What if literature contains a secret technology for maximizing our mental health and happiness? Such was the brave hypothesis sketched with sticky pine ink upon a Nile grass scroll in 335 BCE. The sketcher was Aristotle, whose chase to explain daydreams and why-do-I-thrill-at-the-rainbow had inspired him, a decade or so prior, to venture into amateur psychology. And the scroll was the Poetics, the world’s earliest surviving stab at literary criticism.
During the two millennia since, Aristotle’s take on literature as a kind of medicine has slipped into becoming a quirk of history, replaced by the medieval-then-modern view of literature as words to be interpreted. But recently, Aristotle’s professional heirs in psychology have begun deploying fMRI brain scanners and other space-age instruments to recover the literary cogs and flywheels he detected. Their research confirms his conjecture that archaic poets tinkered together a narrative gadget to create what neuroscientists refer to as a “self-transcendent” experience. Which is why classic poems from Homer’s Iliad to the Hebrew Psalms can stimulate a selfless joy in our brain’s parietal lobe, measurably increasing our life-purpose and generosity.

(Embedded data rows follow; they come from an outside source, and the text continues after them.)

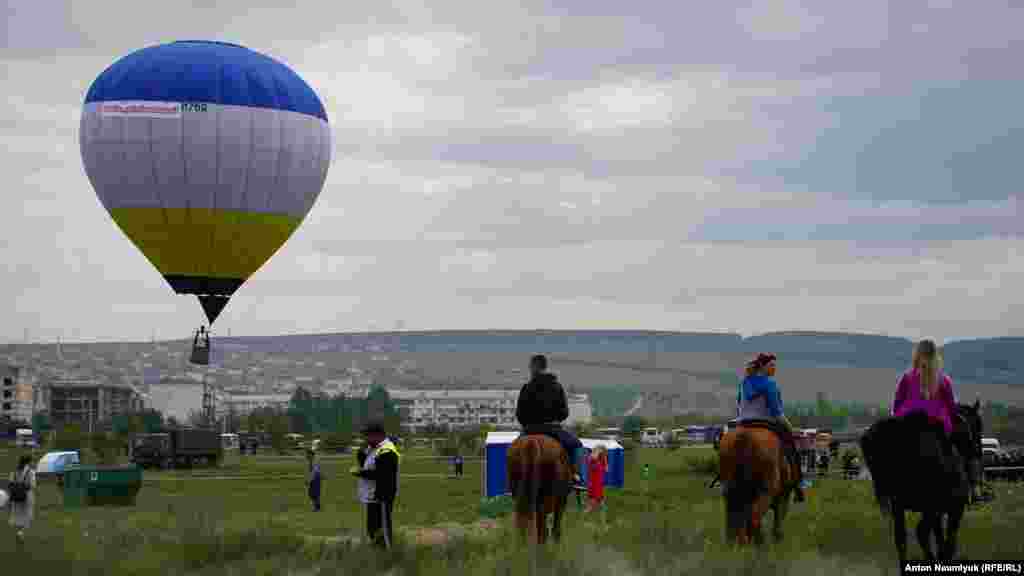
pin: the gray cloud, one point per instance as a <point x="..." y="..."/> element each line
<point x="659" y="165"/>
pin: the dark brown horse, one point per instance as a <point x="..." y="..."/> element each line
<point x="755" y="477"/>
<point x="540" y="477"/>
<point x="910" y="471"/>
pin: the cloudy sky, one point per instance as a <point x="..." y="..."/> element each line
<point x="579" y="164"/>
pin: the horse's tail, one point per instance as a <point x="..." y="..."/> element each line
<point x="537" y="474"/>
<point x="743" y="488"/>
<point x="528" y="485"/>
<point x="869" y="449"/>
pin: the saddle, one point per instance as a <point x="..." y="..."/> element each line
<point x="772" y="425"/>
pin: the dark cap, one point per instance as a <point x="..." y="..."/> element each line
<point x="762" y="360"/>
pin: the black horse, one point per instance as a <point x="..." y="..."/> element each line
<point x="911" y="471"/>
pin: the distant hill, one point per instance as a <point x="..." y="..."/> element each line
<point x="677" y="371"/>
<point x="987" y="360"/>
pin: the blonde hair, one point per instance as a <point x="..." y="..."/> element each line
<point x="927" y="360"/>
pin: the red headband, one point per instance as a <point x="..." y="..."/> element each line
<point x="762" y="360"/>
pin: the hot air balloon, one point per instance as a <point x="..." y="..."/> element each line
<point x="208" y="156"/>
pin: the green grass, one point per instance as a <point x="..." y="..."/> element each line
<point x="671" y="524"/>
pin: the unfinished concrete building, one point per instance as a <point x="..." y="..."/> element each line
<point x="88" y="402"/>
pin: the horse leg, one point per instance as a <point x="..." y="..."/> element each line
<point x="939" y="534"/>
<point x="758" y="510"/>
<point x="925" y="534"/>
<point x="952" y="528"/>
<point x="556" y="524"/>
<point x="781" y="507"/>
<point x="542" y="525"/>
<point x="899" y="534"/>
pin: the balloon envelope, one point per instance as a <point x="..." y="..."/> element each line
<point x="208" y="156"/>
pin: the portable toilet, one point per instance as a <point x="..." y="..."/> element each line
<point x="496" y="451"/>
<point x="495" y="471"/>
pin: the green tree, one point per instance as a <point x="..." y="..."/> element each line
<point x="278" y="429"/>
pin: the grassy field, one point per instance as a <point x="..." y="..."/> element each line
<point x="671" y="524"/>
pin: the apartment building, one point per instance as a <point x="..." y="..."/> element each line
<point x="88" y="401"/>
<point x="246" y="404"/>
<point x="462" y="408"/>
<point x="15" y="394"/>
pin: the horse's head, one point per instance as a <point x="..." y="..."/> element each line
<point x="967" y="437"/>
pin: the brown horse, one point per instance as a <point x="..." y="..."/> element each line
<point x="540" y="477"/>
<point x="756" y="477"/>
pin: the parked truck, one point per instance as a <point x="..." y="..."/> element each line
<point x="177" y="448"/>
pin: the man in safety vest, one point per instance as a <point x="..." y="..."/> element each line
<point x="379" y="483"/>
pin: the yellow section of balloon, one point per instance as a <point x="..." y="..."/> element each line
<point x="204" y="243"/>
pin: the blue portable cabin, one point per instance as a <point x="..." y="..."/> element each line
<point x="496" y="474"/>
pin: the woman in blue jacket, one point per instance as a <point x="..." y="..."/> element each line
<point x="760" y="400"/>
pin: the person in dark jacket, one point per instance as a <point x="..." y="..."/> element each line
<point x="543" y="407"/>
<point x="379" y="483"/>
<point x="314" y="480"/>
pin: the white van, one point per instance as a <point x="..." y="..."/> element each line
<point x="650" y="437"/>
<point x="25" y="439"/>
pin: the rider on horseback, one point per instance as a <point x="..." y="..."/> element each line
<point x="543" y="406"/>
<point x="925" y="388"/>
<point x="760" y="400"/>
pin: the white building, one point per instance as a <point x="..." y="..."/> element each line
<point x="245" y="404"/>
<point x="458" y="408"/>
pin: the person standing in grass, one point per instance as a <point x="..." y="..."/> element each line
<point x="22" y="491"/>
<point x="597" y="465"/>
<point x="314" y="480"/>
<point x="380" y="475"/>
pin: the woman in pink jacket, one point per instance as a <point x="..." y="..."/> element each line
<point x="926" y="388"/>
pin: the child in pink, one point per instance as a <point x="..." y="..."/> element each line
<point x="597" y="464"/>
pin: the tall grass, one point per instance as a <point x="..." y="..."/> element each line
<point x="668" y="524"/>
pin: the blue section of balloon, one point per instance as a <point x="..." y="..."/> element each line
<point x="196" y="71"/>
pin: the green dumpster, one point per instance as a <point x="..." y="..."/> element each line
<point x="97" y="486"/>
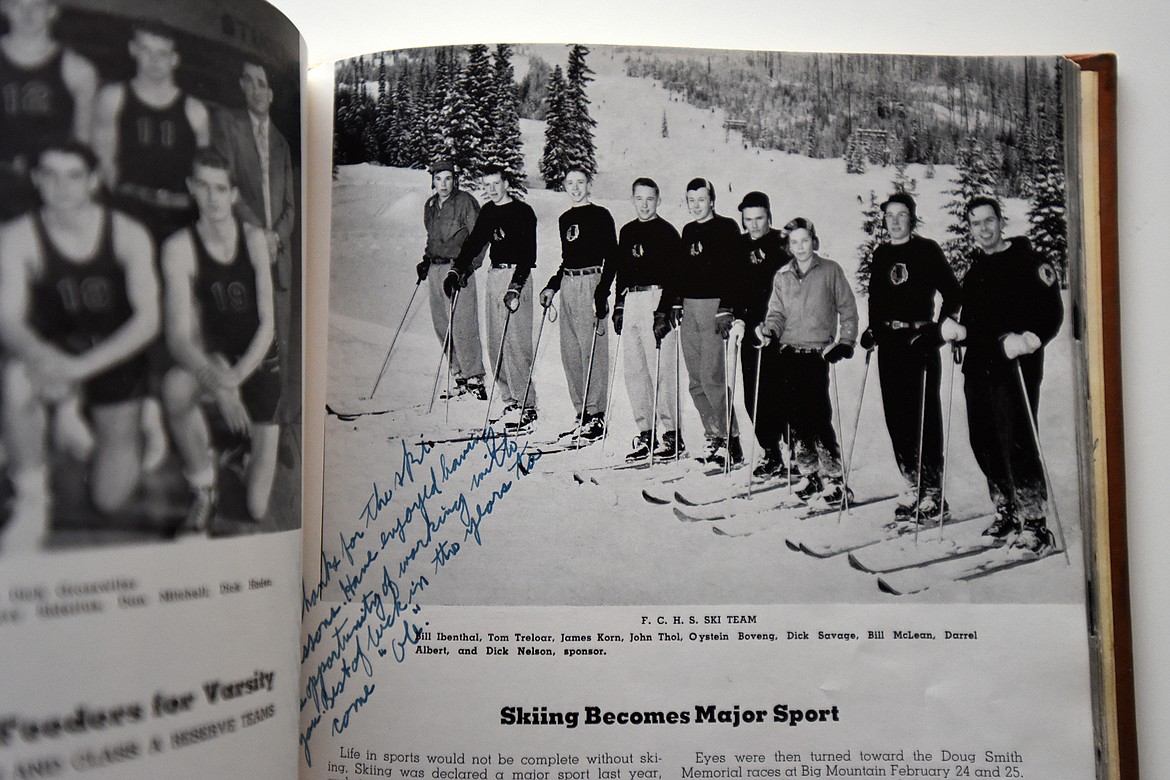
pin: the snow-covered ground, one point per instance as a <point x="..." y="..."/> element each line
<point x="553" y="539"/>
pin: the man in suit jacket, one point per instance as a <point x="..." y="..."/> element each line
<point x="262" y="168"/>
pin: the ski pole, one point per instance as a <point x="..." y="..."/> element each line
<point x="678" y="397"/>
<point x="589" y="378"/>
<point x="730" y="356"/>
<point x="950" y="404"/>
<point x="1044" y="462"/>
<point x="394" y="340"/>
<point x="727" y="408"/>
<point x="853" y="441"/>
<point x="608" y="392"/>
<point x="922" y="428"/>
<point x="495" y="373"/>
<point x="658" y="367"/>
<point x="839" y="432"/>
<point x="755" y="415"/>
<point x="446" y="346"/>
<point x="550" y="315"/>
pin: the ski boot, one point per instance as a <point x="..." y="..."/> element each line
<point x="592" y="429"/>
<point x="770" y="466"/>
<point x="476" y="388"/>
<point x="811" y="489"/>
<point x="523" y="422"/>
<point x="835" y="492"/>
<point x="669" y="446"/>
<point x="641" y="448"/>
<point x="1034" y="539"/>
<point x="1003" y="526"/>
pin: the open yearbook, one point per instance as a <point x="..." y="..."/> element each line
<point x="553" y="412"/>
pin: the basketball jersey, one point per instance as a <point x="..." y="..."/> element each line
<point x="35" y="107"/>
<point x="226" y="297"/>
<point x="78" y="304"/>
<point x="156" y="146"/>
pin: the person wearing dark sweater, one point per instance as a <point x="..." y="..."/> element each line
<point x="509" y="227"/>
<point x="906" y="275"/>
<point x="748" y="285"/>
<point x="709" y="244"/>
<point x="647" y="248"/>
<point x="587" y="241"/>
<point x="1011" y="308"/>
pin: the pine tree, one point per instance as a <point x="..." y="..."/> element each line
<point x="553" y="161"/>
<point x="873" y="225"/>
<point x="404" y="149"/>
<point x="854" y="158"/>
<point x="384" y="118"/>
<point x="975" y="178"/>
<point x="579" y="147"/>
<point x="903" y="183"/>
<point x="503" y="147"/>
<point x="1048" y="229"/>
<point x="466" y="114"/>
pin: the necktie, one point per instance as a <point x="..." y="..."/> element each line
<point x="260" y="129"/>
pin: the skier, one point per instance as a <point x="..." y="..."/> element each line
<point x="448" y="216"/>
<point x="811" y="297"/>
<point x="709" y="244"/>
<point x="587" y="241"/>
<point x="647" y="248"/>
<point x="906" y="274"/>
<point x="509" y="226"/>
<point x="748" y="285"/>
<point x="1011" y="309"/>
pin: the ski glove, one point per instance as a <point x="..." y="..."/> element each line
<point x="928" y="339"/>
<point x="1020" y="344"/>
<point x="600" y="308"/>
<point x="951" y="331"/>
<point x="453" y="282"/>
<point x="838" y="352"/>
<point x="764" y="335"/>
<point x="737" y="329"/>
<point x="511" y="301"/>
<point x="661" y="326"/>
<point x="723" y="323"/>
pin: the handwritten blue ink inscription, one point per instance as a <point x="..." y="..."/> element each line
<point x="410" y="526"/>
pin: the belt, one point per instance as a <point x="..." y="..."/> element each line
<point x="901" y="325"/>
<point x="159" y="198"/>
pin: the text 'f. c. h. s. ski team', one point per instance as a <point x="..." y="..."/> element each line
<point x="727" y="296"/>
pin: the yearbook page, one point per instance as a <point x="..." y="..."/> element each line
<point x="701" y="414"/>
<point x="150" y="298"/>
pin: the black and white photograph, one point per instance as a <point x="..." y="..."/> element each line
<point x="150" y="273"/>
<point x="616" y="325"/>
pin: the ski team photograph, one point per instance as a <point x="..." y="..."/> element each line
<point x="149" y="266"/>
<point x="811" y="315"/>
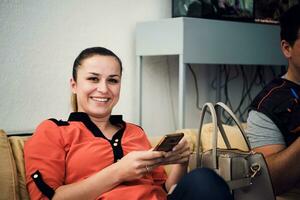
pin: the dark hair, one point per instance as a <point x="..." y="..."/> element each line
<point x="290" y="24"/>
<point x="87" y="53"/>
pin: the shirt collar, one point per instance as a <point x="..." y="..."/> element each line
<point x="85" y="119"/>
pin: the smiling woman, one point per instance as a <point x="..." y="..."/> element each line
<point x="96" y="155"/>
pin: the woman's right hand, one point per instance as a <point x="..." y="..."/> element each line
<point x="137" y="164"/>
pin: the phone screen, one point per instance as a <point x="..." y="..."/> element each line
<point x="168" y="142"/>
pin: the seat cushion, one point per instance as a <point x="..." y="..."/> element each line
<point x="17" y="144"/>
<point x="8" y="172"/>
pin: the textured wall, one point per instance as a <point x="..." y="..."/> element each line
<point x="39" y="41"/>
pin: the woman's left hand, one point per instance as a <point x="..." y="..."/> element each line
<point x="179" y="155"/>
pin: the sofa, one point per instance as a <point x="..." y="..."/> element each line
<point x="12" y="172"/>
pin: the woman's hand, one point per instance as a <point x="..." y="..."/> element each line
<point x="137" y="164"/>
<point x="179" y="155"/>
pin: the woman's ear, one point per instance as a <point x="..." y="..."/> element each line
<point x="286" y="48"/>
<point x="73" y="85"/>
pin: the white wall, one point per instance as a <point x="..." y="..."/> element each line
<point x="40" y="40"/>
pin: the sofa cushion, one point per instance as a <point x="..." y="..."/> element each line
<point x="8" y="172"/>
<point x="17" y="144"/>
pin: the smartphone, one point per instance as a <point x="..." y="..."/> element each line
<point x="168" y="142"/>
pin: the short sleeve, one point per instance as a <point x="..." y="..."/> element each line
<point x="262" y="131"/>
<point x="44" y="152"/>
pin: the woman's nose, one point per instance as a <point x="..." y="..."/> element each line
<point x="102" y="87"/>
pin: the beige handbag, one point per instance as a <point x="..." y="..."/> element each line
<point x="245" y="172"/>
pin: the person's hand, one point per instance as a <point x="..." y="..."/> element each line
<point x="179" y="155"/>
<point x="137" y="164"/>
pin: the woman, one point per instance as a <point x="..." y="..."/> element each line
<point x="95" y="155"/>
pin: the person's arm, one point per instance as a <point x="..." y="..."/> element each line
<point x="130" y="167"/>
<point x="284" y="165"/>
<point x="283" y="162"/>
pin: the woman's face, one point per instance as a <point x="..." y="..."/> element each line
<point x="98" y="85"/>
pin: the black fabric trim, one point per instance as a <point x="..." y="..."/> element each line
<point x="43" y="187"/>
<point x="59" y="122"/>
<point x="115" y="142"/>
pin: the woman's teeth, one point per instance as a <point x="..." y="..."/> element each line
<point x="100" y="99"/>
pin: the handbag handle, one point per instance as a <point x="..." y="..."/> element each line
<point x="217" y="125"/>
<point x="221" y="105"/>
<point x="212" y="110"/>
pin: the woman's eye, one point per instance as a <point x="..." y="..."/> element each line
<point x="94" y="79"/>
<point x="112" y="80"/>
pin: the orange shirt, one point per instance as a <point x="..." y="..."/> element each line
<point x="67" y="152"/>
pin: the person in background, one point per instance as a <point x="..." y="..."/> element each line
<point x="274" y="118"/>
<point x="97" y="155"/>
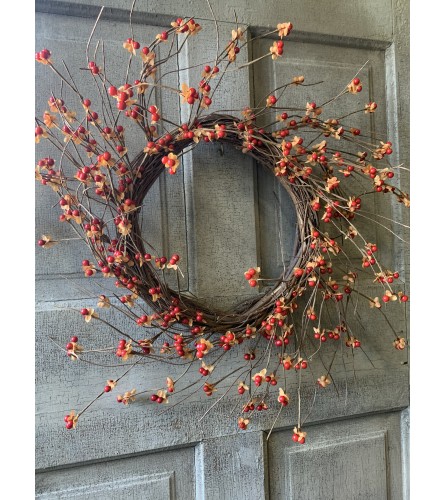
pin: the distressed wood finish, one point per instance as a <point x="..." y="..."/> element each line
<point x="358" y="459"/>
<point x="223" y="214"/>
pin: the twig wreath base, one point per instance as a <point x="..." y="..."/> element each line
<point x="102" y="195"/>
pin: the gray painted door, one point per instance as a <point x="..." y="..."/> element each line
<point x="218" y="207"/>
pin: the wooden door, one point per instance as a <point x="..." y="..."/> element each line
<point x="219" y="213"/>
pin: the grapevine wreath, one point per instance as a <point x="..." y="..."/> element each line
<point x="101" y="188"/>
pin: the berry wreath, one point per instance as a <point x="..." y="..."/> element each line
<point x="102" y="201"/>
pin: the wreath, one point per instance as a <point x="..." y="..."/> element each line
<point x="101" y="187"/>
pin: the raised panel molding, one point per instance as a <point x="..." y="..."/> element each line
<point x="165" y="475"/>
<point x="352" y="459"/>
<point x="150" y="487"/>
<point x="352" y="470"/>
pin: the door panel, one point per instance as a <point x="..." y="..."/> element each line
<point x="224" y="214"/>
<point x="357" y="459"/>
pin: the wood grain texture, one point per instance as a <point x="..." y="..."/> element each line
<point x="209" y="214"/>
<point x="166" y="475"/>
<point x="371" y="20"/>
<point x="355" y="459"/>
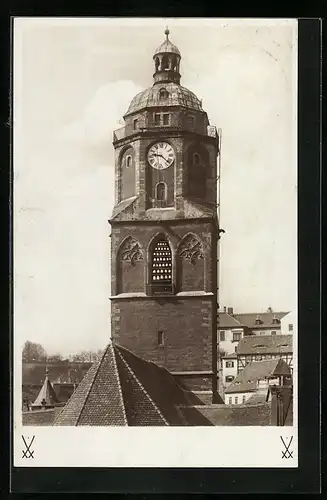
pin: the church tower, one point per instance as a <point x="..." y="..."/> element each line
<point x="164" y="229"/>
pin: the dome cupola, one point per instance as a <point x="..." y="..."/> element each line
<point x="167" y="61"/>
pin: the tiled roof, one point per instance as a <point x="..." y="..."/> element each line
<point x="246" y="380"/>
<point x="226" y="320"/>
<point x="123" y="389"/>
<point x="249" y="319"/>
<point x="47" y="395"/>
<point x="265" y="344"/>
<point x="231" y="355"/>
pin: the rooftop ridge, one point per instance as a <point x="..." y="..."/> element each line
<point x="91" y="386"/>
<point x="119" y="383"/>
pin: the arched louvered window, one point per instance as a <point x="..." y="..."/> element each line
<point x="165" y="62"/>
<point x="161" y="270"/>
<point x="161" y="191"/>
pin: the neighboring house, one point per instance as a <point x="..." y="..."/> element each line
<point x="229" y="368"/>
<point x="289" y="323"/>
<point x="254" y="348"/>
<point x="234" y="327"/>
<point x="256" y="379"/>
<point x="230" y="332"/>
<point x="267" y="323"/>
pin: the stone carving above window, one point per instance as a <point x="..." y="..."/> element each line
<point x="191" y="249"/>
<point x="131" y="251"/>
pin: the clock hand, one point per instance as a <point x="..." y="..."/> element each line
<point x="163" y="158"/>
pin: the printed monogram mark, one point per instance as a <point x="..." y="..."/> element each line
<point x="287" y="453"/>
<point x="28" y="453"/>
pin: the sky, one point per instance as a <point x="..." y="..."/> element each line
<point x="73" y="81"/>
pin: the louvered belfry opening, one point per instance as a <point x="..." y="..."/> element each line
<point x="161" y="272"/>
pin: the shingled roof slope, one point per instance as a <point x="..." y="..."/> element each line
<point x="226" y="320"/>
<point x="246" y="380"/>
<point x="124" y="389"/>
<point x="265" y="344"/>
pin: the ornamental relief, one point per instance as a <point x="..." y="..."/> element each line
<point x="191" y="249"/>
<point x="131" y="251"/>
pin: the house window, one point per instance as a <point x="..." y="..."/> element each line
<point x="128" y="161"/>
<point x="196" y="159"/>
<point x="161" y="191"/>
<point x="236" y="336"/>
<point x="165" y="118"/>
<point x="161" y="338"/>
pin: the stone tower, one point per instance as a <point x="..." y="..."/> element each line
<point x="164" y="228"/>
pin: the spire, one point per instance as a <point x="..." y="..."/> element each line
<point x="47" y="397"/>
<point x="167" y="61"/>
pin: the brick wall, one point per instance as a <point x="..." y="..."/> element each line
<point x="186" y="323"/>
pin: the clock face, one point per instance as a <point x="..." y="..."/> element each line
<point x="161" y="155"/>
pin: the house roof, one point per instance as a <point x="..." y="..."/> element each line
<point x="265" y="344"/>
<point x="122" y="389"/>
<point x="246" y="380"/>
<point x="266" y="318"/>
<point x="233" y="415"/>
<point x="231" y="355"/>
<point x="46" y="396"/>
<point x="226" y="320"/>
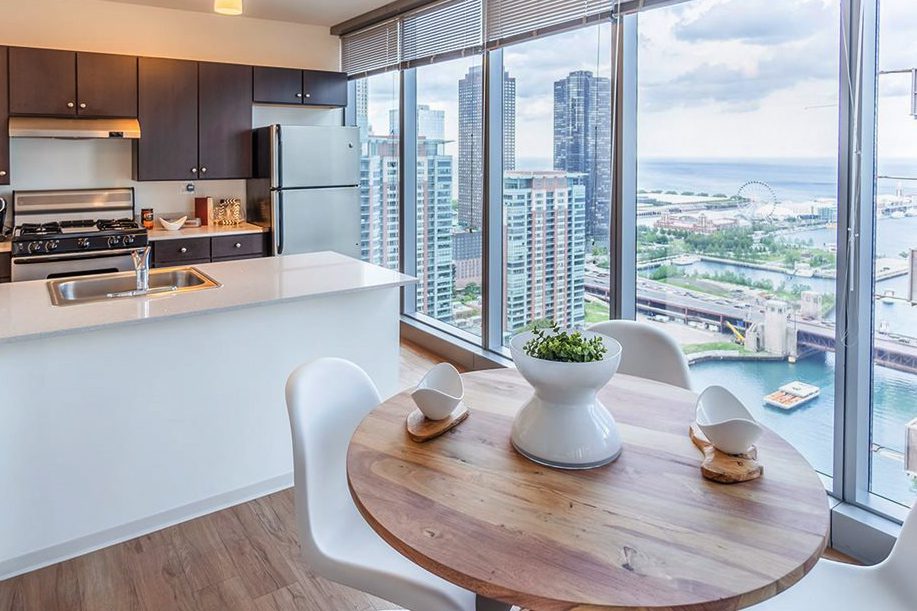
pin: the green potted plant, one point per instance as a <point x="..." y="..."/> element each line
<point x="564" y="424"/>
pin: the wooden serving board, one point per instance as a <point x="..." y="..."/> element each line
<point x="726" y="468"/>
<point x="421" y="429"/>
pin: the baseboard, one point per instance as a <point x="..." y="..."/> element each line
<point x="131" y="530"/>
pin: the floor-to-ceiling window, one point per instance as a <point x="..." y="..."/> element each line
<point x="449" y="204"/>
<point x="377" y="103"/>
<point x="893" y="422"/>
<point x="737" y="202"/>
<point x="556" y="179"/>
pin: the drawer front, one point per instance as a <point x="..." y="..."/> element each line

For Aristotle, the most powerful poetic effect is “catharsis,” a term he borrowed from Egyptian and Greek medicine, where it was used by emetic-dispensing physicians to denote the purging of something unhealthy. When Aristotle watched the tragedies performed every harvest spring at the rocky amphitheater on the southern slope of Athens’s Acropolis, he saw that they could purge something that no doctorly leech or castor-oil laxative could treat: the fear built up in human hearts by trauma.
Post-traumatic fear, as it’s termed by modern psychiatrists, is meant to be a form of emotional self-protection, a way of maintaining our distance from the world so we don’t get harmed again. But its frequent effect is to increase our suffering. It can disrupt our lives with pervasive feelings of helplessness, isolation and hypervigilance. And it’s often associated with generalized anxiety, anger and depression.
Traumatic fear will be experienced by about 90% of us over our lifetimes, and its post-traumatic residue will linger in roughly 10% of cases. There’s no universally effective treatment, but over the past two decades, psychiatric studies involving thousands of patients have yielded a pair of unexpected findings. The first is that it can be therapeutic to revisit our memories of the trauma. If we imaginatively play back our experience within a safe and supportive environment, then the “flashbulb” intensity of our remembrance often gradually decreases.